Thursday, June 9, 2016

Paul Ryan, Donald Trump, And a Return to Congressional Government?

Last week’s announcement by House Speaker Paul Ryan that he will vote for presumptive Republican presidential nominee Donald Trump in November received widespread attention from political commentators. However, few noted the reason behind Mr. Ryan’s public endorsement of Trump: The speaker believes Mr. Trump will effectively cede policy-making authority to Republicans in Congress.

Writing in his hometown Janesville Gazette, the House speaker spent time outlining the agenda he has worked to frame since taking office in September—creating policy teams tasked with formulating an alternative to Obamacare, principles for tax reform, an anti-poverty agenda, and more. Noting that Hillary Clinton likely wouldn’t embrace the principles behind the Republican agenda, “we need a Republican president willing to sign [this agenda] into law,” he said.

Mr. Ryan clearly believes that “the House can be a driver of policy ideas”—in fact, he said as much in his article endorsing Trump. Mr. Ryan justified his endorsement of the businessman as a practical means to enact the agenda he and his fellow House Republicans are developing: “House Republicans are helping shape that Republican vision by offering a bold policy agenda, by offering a better way ahead.
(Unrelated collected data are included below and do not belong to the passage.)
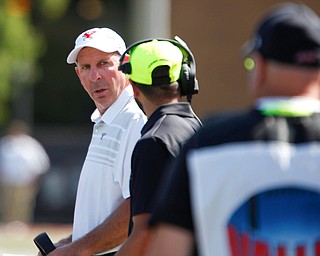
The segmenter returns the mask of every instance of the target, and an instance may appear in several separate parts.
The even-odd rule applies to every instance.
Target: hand
[[[67,255],[74,255],[76,256],[76,252],[72,252],[70,251],[70,249],[68,248],[68,245],[63,245],[60,247],[57,247],[55,250],[53,250],[52,252],[50,252],[48,255],[49,256],[67,256]]]
[[[83,249],[80,249],[75,243],[68,243],[57,247],[54,251],[48,254],[48,256],[88,256],[92,255]]]
[[[57,248],[59,248],[59,247],[63,247],[63,246],[65,246],[65,245],[70,244],[70,243],[71,243],[71,240],[72,240],[72,236],[69,236],[69,237],[67,237],[67,238],[61,239],[59,242],[57,242],[57,243],[54,244],[54,246],[56,247],[55,250],[57,250]],[[58,251],[59,251],[59,250],[58,250]],[[50,253],[50,255],[52,255],[52,254]],[[38,256],[43,256],[40,251],[38,252]]]

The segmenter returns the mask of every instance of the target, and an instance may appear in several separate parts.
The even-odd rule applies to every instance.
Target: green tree
[[[31,23],[31,2],[0,3],[0,123],[12,116],[12,107],[37,78],[36,61],[44,40]]]
[[[41,74],[38,60],[45,52],[43,33],[33,24],[32,15],[57,19],[69,0],[0,0],[0,125],[22,104],[26,89]],[[20,106],[23,108],[24,106]],[[28,120],[26,120],[28,121]]]

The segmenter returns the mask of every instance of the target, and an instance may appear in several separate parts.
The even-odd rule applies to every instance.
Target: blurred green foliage
[[[29,1],[0,5],[0,122],[10,117],[10,102],[37,77],[36,60],[44,40],[30,20]]]
[[[69,6],[69,0],[38,0],[39,10],[46,19],[59,19]]]
[[[44,35],[32,22],[58,19],[69,0],[0,0],[0,124],[12,117],[12,105],[26,87],[33,86],[41,68],[38,59],[46,49]]]

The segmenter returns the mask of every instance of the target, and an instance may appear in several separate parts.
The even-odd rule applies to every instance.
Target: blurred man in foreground
[[[319,253],[319,17],[276,6],[245,65],[255,106],[212,117],[187,142],[151,217],[148,255]]]

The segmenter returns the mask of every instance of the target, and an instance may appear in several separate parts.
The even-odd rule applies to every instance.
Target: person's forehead
[[[103,52],[96,48],[84,47],[79,51],[77,60],[78,62],[81,62],[83,59],[85,60],[89,60],[89,59],[94,60],[95,58],[109,59],[113,55],[114,55],[114,52]]]

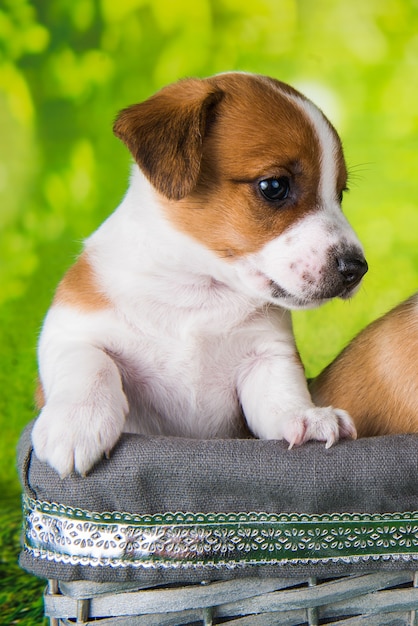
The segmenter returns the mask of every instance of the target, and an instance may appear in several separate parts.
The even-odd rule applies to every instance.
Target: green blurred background
[[[2,623],[41,623],[38,583],[15,566],[14,451],[56,283],[126,189],[114,116],[234,69],[300,88],[345,146],[370,272],[352,301],[295,315],[308,375],[417,289],[418,0],[0,0]]]

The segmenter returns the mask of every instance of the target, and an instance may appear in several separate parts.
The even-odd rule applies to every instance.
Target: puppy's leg
[[[72,470],[86,474],[123,429],[128,403],[119,370],[105,352],[83,342],[54,338],[42,357],[46,404],[32,431],[35,453],[61,477]]]
[[[314,406],[297,354],[270,354],[248,360],[240,372],[238,394],[252,432],[261,439],[285,439],[290,447],[310,439],[330,447],[356,437],[346,411]]]

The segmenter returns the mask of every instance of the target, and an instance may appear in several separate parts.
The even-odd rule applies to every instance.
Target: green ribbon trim
[[[418,512],[94,513],[24,496],[33,556],[110,567],[205,568],[418,559]]]

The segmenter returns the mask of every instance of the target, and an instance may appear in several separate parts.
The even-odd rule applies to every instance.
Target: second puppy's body
[[[349,411],[360,437],[418,433],[418,294],[365,328],[312,381],[315,402]]]
[[[289,313],[349,297],[367,269],[326,118],[287,85],[227,74],[163,89],[115,132],[137,165],[45,320],[37,455],[65,475],[122,431],[355,436],[314,406]]]

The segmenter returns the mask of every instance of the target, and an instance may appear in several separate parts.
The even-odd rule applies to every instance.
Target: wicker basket
[[[123,583],[50,581],[45,610],[51,626],[241,626],[416,624],[412,572],[376,572],[329,581],[254,578],[139,590]]]
[[[415,624],[417,452],[126,435],[61,481],[29,427],[20,562],[54,626]]]

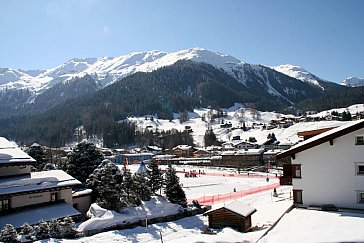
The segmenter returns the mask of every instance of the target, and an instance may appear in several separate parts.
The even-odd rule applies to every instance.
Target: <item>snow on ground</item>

Donald Trump can help us make it a reality.”

What Mr. Ryan proposes—and what the speaker believes Mr. Trump has endorsed—would amount to the greatest ceding of a policy agenda from the executive to the legislature in over two decades. The arrangement echoes then-Speaker Newt Gingrich’s Contract with America, which dominated headlines following the 1994 Republican sweep of Congress. For a time, House Republicans so controlled the policy agenda that in April 1995, President Bill Clinton plaintively pleaded in a prime-time television news conference: “I am relevant. The Constitution gives me relevance.”

For all Mr. Trump’s ability to generate headlines or set Twitter alight, Mr. Ryan envisions a scenario where a President Trump, if not entirely irrelevant, would give Republicans in Congress the lead role in formulating a governing agenda. While Mr. Trump has thus far shown little interest in policy nuances, Mr. Ryan’s gambit appears based on the premise that, when and if he takes office, Mr. Trump will continue to outsource most of his agenda to Congressional Republicans. We’ll see if this arrangement will wear well for Speaker Ryan, Republicans in Congress, or Mr. Trump himself.